Jakarta, Aktual.co — Gubernur DKI Jakarta Basuki Tjahaja Purnama (Ahok) mengklaim mulai Juni mendatang, seluruh bus yang beroperasi diwilayah Jakarta bakal diizinkan melewati jalur busway.
“Iya jadi kan kita pengen semua bus itu dibawa Transjakarta nantinya. Tranjakarta di Jakarta kalau kita teliti dengan baik semua bus itu sebetulnya ngetem karena penumpang kan hanya di pagi atau sore,” kata Ahok di Balai Kota, Kamis (30/4).
Mantan Bupati Belitung Timur ini juga mengklaim bahwa armada-armada bus yang sudah siap beroperasi dibawah PT.Transjakarta.
“Banyak. Contohnya bus mayasari pada mau. Kopaja kopami juga mau. Metromini juga mau cuma metromini kan pemilikannya ini yang bingung ini punya siapa,” ungkapnya.
Rencana ini sebenarnya sudah digaungkan sejak Februari lalu. Namun lantaran dianggap tak siap, beberapa operator bus swasta menolak bergabung dibawah PT.Transjakarta.

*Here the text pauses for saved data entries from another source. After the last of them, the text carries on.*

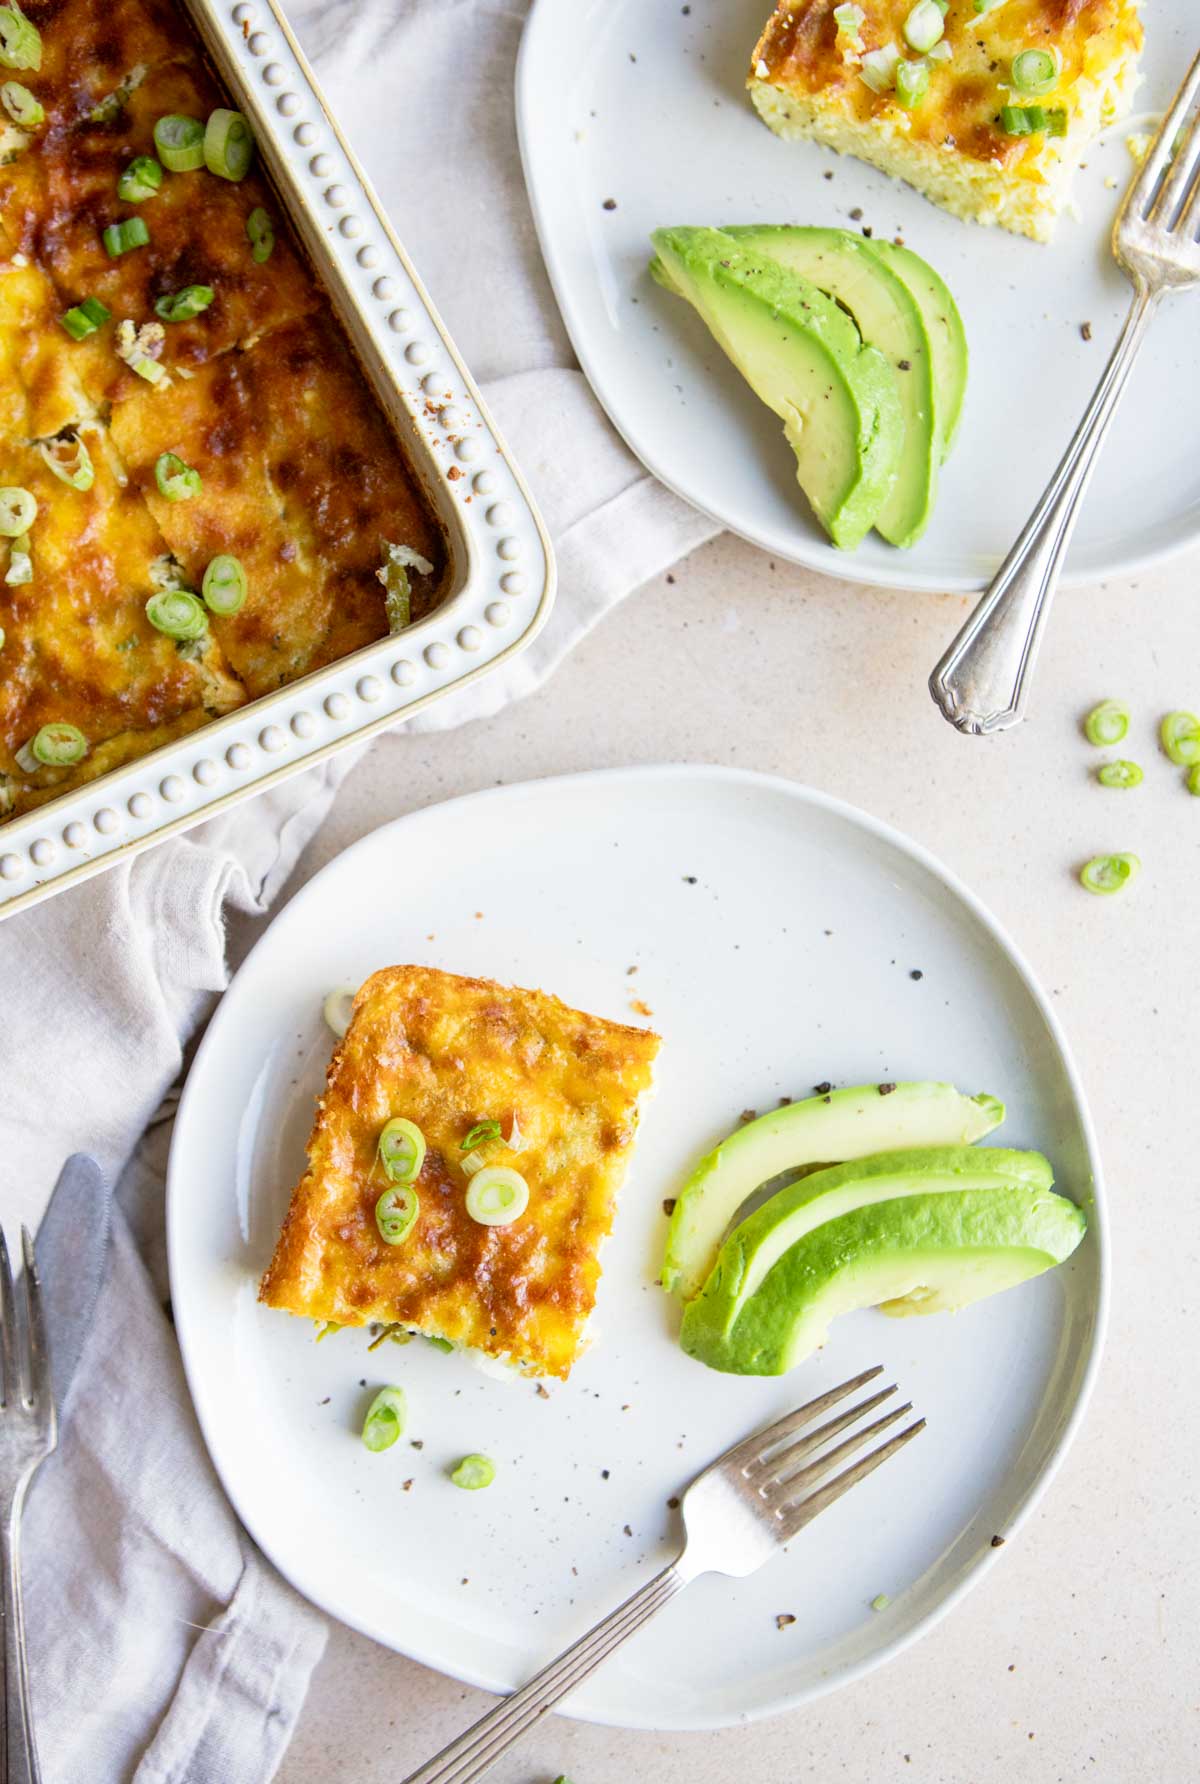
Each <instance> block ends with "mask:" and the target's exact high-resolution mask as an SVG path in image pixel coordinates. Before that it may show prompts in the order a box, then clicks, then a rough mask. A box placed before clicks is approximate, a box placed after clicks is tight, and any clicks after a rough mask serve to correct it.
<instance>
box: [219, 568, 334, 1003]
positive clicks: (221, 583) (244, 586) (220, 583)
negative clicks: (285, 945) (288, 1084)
mask: <svg viewBox="0 0 1200 1784" xmlns="http://www.w3.org/2000/svg"><path fill="white" fill-rule="evenodd" d="M200 592H201V594H203V598H205V605H207V607H210V608H212V612H214V614H235V612H237V610H239V608H241V605H242V603H244V599H246V571H244V569H242V567H241V564H239V560H237V558H232V557H226V555H225V553H221V557H214V558H212V560H210V564H209V567H207V571H205V574H203V582H201V585H200ZM351 997H353V992H351ZM342 1033H346V1031H344V1029H342Z"/></svg>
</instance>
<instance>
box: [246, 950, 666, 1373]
mask: <svg viewBox="0 0 1200 1784" xmlns="http://www.w3.org/2000/svg"><path fill="white" fill-rule="evenodd" d="M658 1045H660V1040H658V1035H654V1033H653V1031H651V1029H644V1028H633V1026H628V1024H621V1022H612V1020H608V1019H604V1017H596V1015H588V1013H585V1012H581V1010H572V1008H571V1006H569V1004H565V1003H562V1001H560V999H558V997H553V995H549V994H547V992H540V990H522V988H519V987H508V985H497V983H494V981H490V979H476V978H462V976H458V974H453V972H444V970H440V969H435V967H412V965H410V967H385V969H382V970H378V972H374V974H371V978H369V979H367V981H366V983H364V985H362V987H360V990H358V994H357V997H355V1004H353V1015H351V1022H349V1028H348V1029H346V1035H344V1038H342V1042H341V1044H339V1045H337V1049H335V1053H333V1058H332V1060H330V1067H328V1074H326V1086H325V1094H323V1095H321V1099H319V1103H317V1113H316V1122H314V1127H312V1135H310V1138H308V1167H307V1170H305V1174H303V1177H301V1179H300V1183H298V1185H296V1188H294V1192H292V1197H291V1204H289V1210H287V1215H285V1220H284V1227H282V1231H280V1236H278V1242H276V1245H275V1254H273V1258H271V1263H269V1267H267V1270H266V1272H264V1276H262V1281H260V1286H259V1299H260V1301H262V1302H266V1304H267V1306H271V1308H278V1309H282V1311H287V1313H294V1315H298V1317H301V1318H308V1320H317V1322H323V1324H332V1326H335V1327H342V1326H357V1327H382V1329H383V1331H387V1333H394V1334H398V1336H401V1340H403V1336H407V1334H415V1336H423V1338H432V1340H439V1342H440V1343H448V1345H453V1347H455V1349H462V1350H464V1352H467V1354H469V1356H471V1358H473V1359H476V1361H480V1363H481V1367H485V1368H487V1370H489V1372H494V1370H496V1367H499V1365H503V1367H505V1370H506V1372H508V1374H510V1375H514V1377H517V1375H526V1377H537V1375H556V1377H560V1379H563V1377H565V1375H567V1374H569V1370H571V1368H572V1365H574V1363H576V1361H578V1358H579V1356H581V1354H583V1349H585V1338H587V1329H588V1324H590V1318H592V1309H594V1304H596V1292H597V1284H599V1276H601V1267H599V1254H601V1249H603V1245H604V1240H606V1238H608V1235H610V1231H612V1224H613V1217H615V1206H617V1193H619V1190H621V1185H622V1181H624V1177H626V1170H628V1165H629V1158H631V1154H633V1145H635V1135H637V1124H638V1106H640V1101H642V1097H644V1095H645V1094H647V1092H649V1090H651V1085H653V1063H654V1056H656V1053H658ZM392 1117H405V1119H407V1120H412V1122H415V1124H417V1126H419V1127H421V1133H423V1136H424V1142H426V1154H424V1161H423V1167H421V1174H419V1176H417V1179H415V1192H417V1199H419V1213H417V1218H415V1222H414V1226H412V1229H410V1233H408V1235H407V1236H405V1240H403V1242H401V1243H398V1245H389V1243H385V1240H383V1238H382V1235H380V1229H378V1226H376V1220H374V1208H376V1202H378V1199H380V1195H382V1193H383V1190H385V1188H387V1177H385V1176H383V1174H382V1170H380V1169H378V1136H380V1131H382V1127H383V1126H385V1122H387V1120H390V1119H392ZM490 1120H496V1122H499V1127H501V1136H492V1138H490V1140H485V1142H483V1145H481V1147H478V1149H476V1152H478V1156H481V1158H483V1161H485V1163H487V1165H501V1163H503V1165H510V1167H512V1169H515V1170H519V1172H521V1176H522V1177H524V1179H526V1183H528V1188H530V1202H528V1208H526V1210H524V1213H522V1215H521V1217H519V1218H517V1220H514V1222H512V1224H508V1226H481V1224H478V1222H476V1220H473V1218H471V1215H469V1213H467V1206H465V1192H467V1185H469V1181H471V1174H469V1172H467V1170H464V1160H465V1158H469V1156H473V1154H471V1152H464V1151H462V1140H464V1138H465V1136H467V1133H469V1131H471V1129H473V1127H474V1126H476V1124H478V1122H490ZM514 1120H515V1122H517V1135H519V1147H517V1151H512V1149H510V1147H508V1145H506V1144H505V1136H508V1135H510V1133H512V1124H514Z"/></svg>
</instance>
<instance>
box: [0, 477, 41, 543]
mask: <svg viewBox="0 0 1200 1784" xmlns="http://www.w3.org/2000/svg"><path fill="white" fill-rule="evenodd" d="M36 519H37V501H36V498H34V496H30V492H29V491H27V489H20V487H12V489H0V539H18V537H20V535H21V533H27V532H29V528H30V526H32V524H34V521H36Z"/></svg>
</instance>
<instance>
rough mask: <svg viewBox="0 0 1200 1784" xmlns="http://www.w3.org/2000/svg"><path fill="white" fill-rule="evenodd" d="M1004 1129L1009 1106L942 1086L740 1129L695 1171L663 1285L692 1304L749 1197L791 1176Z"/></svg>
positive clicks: (871, 1098) (665, 1274)
mask: <svg viewBox="0 0 1200 1784" xmlns="http://www.w3.org/2000/svg"><path fill="white" fill-rule="evenodd" d="M1002 1120H1004V1104H1002V1103H999V1101H997V1099H995V1097H990V1095H977V1097H970V1095H965V1094H963V1092H961V1090H956V1088H954V1085H943V1083H936V1081H933V1079H924V1081H915V1083H900V1085H895V1086H881V1085H856V1086H852V1088H849V1090H831V1092H829V1095H815V1097H804V1101H801V1103H788V1104H786V1106H785V1108H777V1110H772V1111H770V1113H768V1115H760V1117H758V1120H752V1122H747V1124H745V1126H742V1127H736V1129H735V1131H733V1133H731V1135H726V1138H724V1140H722V1142H720V1144H719V1145H717V1147H713V1151H711V1152H706V1154H704V1158H701V1160H699V1163H697V1165H695V1167H694V1169H692V1172H690V1174H688V1177H686V1181H685V1185H683V1188H681V1190H679V1193H678V1197H676V1206H674V1210H672V1215H670V1227H669V1229H667V1249H665V1256H663V1270H662V1283H663V1288H667V1290H669V1292H672V1293H674V1292H678V1293H681V1295H683V1299H685V1301H690V1299H692V1297H694V1295H697V1293H699V1292H701V1288H703V1286H704V1279H706V1277H708V1272H710V1270H711V1267H713V1263H715V1261H717V1252H719V1249H720V1240H722V1236H724V1233H726V1227H727V1226H729V1222H731V1220H733V1217H735V1215H736V1211H738V1208H740V1206H742V1202H744V1201H745V1199H747V1195H752V1193H754V1190H758V1188H760V1186H761V1185H763V1183H770V1179H772V1177H777V1176H781V1174H783V1172H785V1170H802V1169H806V1167H811V1165H834V1163H842V1161H845V1160H854V1158H867V1154H868V1152H893V1151H900V1149H904V1151H908V1149H911V1147H929V1145H970V1144H972V1142H974V1140H982V1136H984V1135H988V1133H991V1131H993V1127H999V1126H1000V1122H1002Z"/></svg>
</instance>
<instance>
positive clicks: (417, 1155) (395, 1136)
mask: <svg viewBox="0 0 1200 1784" xmlns="http://www.w3.org/2000/svg"><path fill="white" fill-rule="evenodd" d="M423 1163H424V1135H423V1133H421V1129H419V1127H417V1124H415V1120H405V1117H403V1115H394V1117H392V1119H390V1120H389V1122H385V1126H383V1129H382V1133H380V1165H382V1167H383V1174H385V1176H387V1181H389V1183H412V1181H414V1179H415V1177H419V1176H421V1165H423Z"/></svg>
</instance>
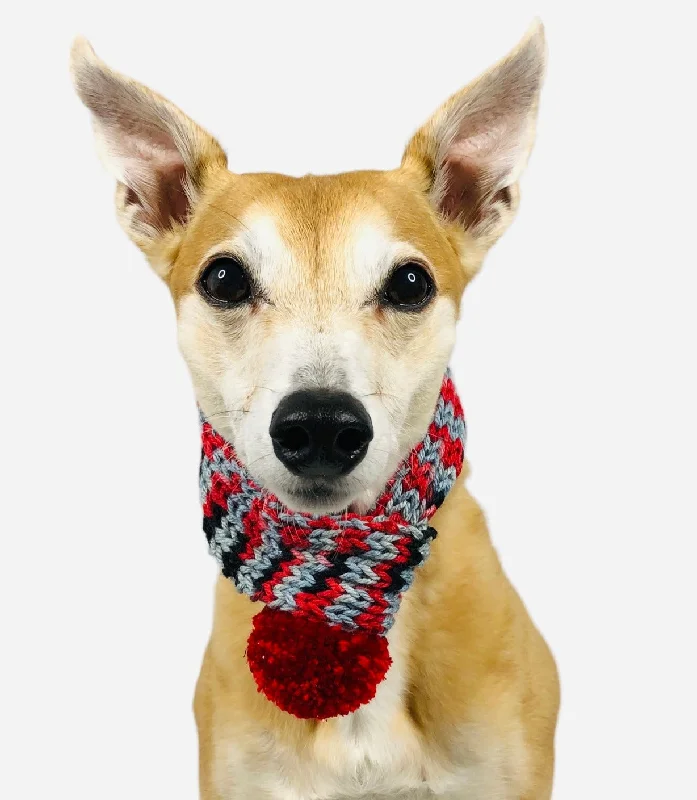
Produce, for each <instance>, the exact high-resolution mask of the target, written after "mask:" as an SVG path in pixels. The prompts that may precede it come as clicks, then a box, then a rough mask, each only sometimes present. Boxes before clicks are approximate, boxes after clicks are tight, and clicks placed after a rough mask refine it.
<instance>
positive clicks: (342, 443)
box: [269, 390, 373, 478]
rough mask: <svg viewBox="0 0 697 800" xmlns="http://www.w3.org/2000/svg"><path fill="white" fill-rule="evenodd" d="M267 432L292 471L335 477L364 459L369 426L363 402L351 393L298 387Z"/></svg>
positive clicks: (342, 472) (284, 464)
mask: <svg viewBox="0 0 697 800" xmlns="http://www.w3.org/2000/svg"><path fill="white" fill-rule="evenodd" d="M269 434H270V436H271V440H272V441H273V448H274V452H275V453H276V456H277V458H278V459H279V461H281V462H282V463H283V464H284V465H285V466H286V467H287V468H288V469H289V470H290V471H291V472H292V473H293V474H295V475H300V476H302V477H315V478H334V477H337V476H339V475H346V474H348V473H349V472H351V470H352V469H353V468H354V467H356V466H357V465H358V464H359V463H360V462H361V461H362V460H363V458H364V456H365V454H366V452H367V451H368V445H369V444H370V441H371V439H372V438H373V426H372V422H371V419H370V415H369V414H368V412H367V411H366V409H365V406H364V405H363V404H362V403H361V402H360V401H359V400H357V399H356V398H355V397H353V396H352V395H350V394H348V393H346V392H332V391H326V390H301V391H296V392H292V393H291V394H289V395H287V396H286V397H284V398H283V400H281V402H280V403H279V405H278V407H277V408H276V410H275V411H274V413H273V416H272V417H271V425H270V427H269Z"/></svg>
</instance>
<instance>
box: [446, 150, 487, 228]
mask: <svg viewBox="0 0 697 800" xmlns="http://www.w3.org/2000/svg"><path fill="white" fill-rule="evenodd" d="M442 170H443V180H444V191H443V194H442V196H441V198H440V210H441V212H442V213H443V215H444V216H445V217H446V218H447V219H449V220H452V221H453V222H455V221H460V222H462V223H463V224H464V225H465V226H468V225H471V224H474V223H475V219H474V217H475V216H476V210H477V207H478V205H479V203H480V202H481V189H480V182H481V178H480V173H479V170H478V169H477V166H476V165H475V164H474V163H473V162H472V161H469V160H467V159H462V158H450V157H448V158H446V159H445V161H444V162H443V166H442Z"/></svg>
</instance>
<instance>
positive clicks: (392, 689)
mask: <svg viewBox="0 0 697 800" xmlns="http://www.w3.org/2000/svg"><path fill="white" fill-rule="evenodd" d="M398 627H399V626H395V629H393V631H392V632H391V634H390V637H389V638H390V652H391V654H392V657H393V664H392V667H391V668H390V671H389V673H388V675H387V677H386V678H385V680H384V681H383V682H382V684H381V685H380V686H379V688H378V692H377V694H376V697H375V699H374V700H373V701H372V702H371V703H369V704H368V705H366V706H364V707H363V708H361V709H359V711H357V712H356V713H354V714H351V715H349V716H347V717H341V718H338V719H334V720H328V721H326V722H323V723H320V725H319V726H318V728H317V731H316V734H315V736H314V737H313V739H312V740H311V741H310V742H309V743H308V745H307V747H306V748H305V749H304V750H303V752H298V751H297V750H295V749H290V748H289V747H287V746H286V745H284V744H282V743H281V742H280V741H279V739H278V738H277V737H276V736H275V735H274V734H272V733H271V732H269V731H262V730H258V731H249V733H248V734H247V735H246V736H244V737H240V736H239V731H238V732H237V734H236V736H235V738H234V739H233V738H230V739H227V740H225V739H224V738H223V739H222V740H220V741H219V742H218V743H217V746H216V769H215V775H216V781H215V782H216V784H217V788H218V791H219V792H220V795H219V796H220V798H221V800H223V798H224V800H238V799H239V800H359V798H360V800H428V798H441V800H516V798H517V797H518V794H517V792H516V791H515V788H514V786H515V784H517V782H518V781H517V780H516V773H517V772H518V770H517V769H516V767H517V766H519V760H518V759H517V758H513V759H512V758H511V756H513V754H514V751H515V753H516V755H517V754H518V753H519V752H520V751H519V748H518V747H517V746H516V747H513V748H511V747H510V744H511V743H508V746H505V745H504V744H503V743H498V744H497V745H492V743H491V740H490V738H489V737H488V736H486V735H485V733H484V731H482V730H481V729H476V728H473V727H472V726H468V725H463V727H462V729H461V730H460V731H458V732H457V733H456V734H455V738H456V741H453V742H452V748H448V749H449V750H451V753H452V754H451V755H450V756H449V757H447V758H446V757H443V756H442V755H440V756H438V757H436V756H435V755H434V752H435V749H434V747H433V746H432V743H429V742H428V741H426V740H425V739H424V737H423V735H422V733H421V732H420V731H419V730H418V729H417V728H416V726H415V725H414V723H413V721H412V720H411V717H410V716H409V714H408V713H407V712H406V708H405V680H404V669H403V666H404V663H405V661H404V654H403V652H402V651H401V648H400V646H399V645H400V642H399V641H398V631H397V628H398ZM516 744H517V743H516ZM515 762H518V763H517V764H516V765H515V766H514V763H515Z"/></svg>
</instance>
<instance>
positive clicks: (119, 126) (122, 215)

Untuk itu, Ahok memastikan pihaknya bakal menerapkan sistem pembayaran rupiah per kilometer. Gunanya agar tidak ada bus yang ngetem di jalan.
“(Awalnya) kita ingen peremajaan bus gimana caranya? Suruh dia ganti bus dia nggak mau. Caranya gimana? Kita masukkan ke TJ kita bayar rupiah per kilometer sehingga dia bisa mampu bayar kredit agar tak ada penumpang 10 menit dia tetap jalan,” bebernya.
“Mulai 5 Juni kita mulai jalan,” tukasnya.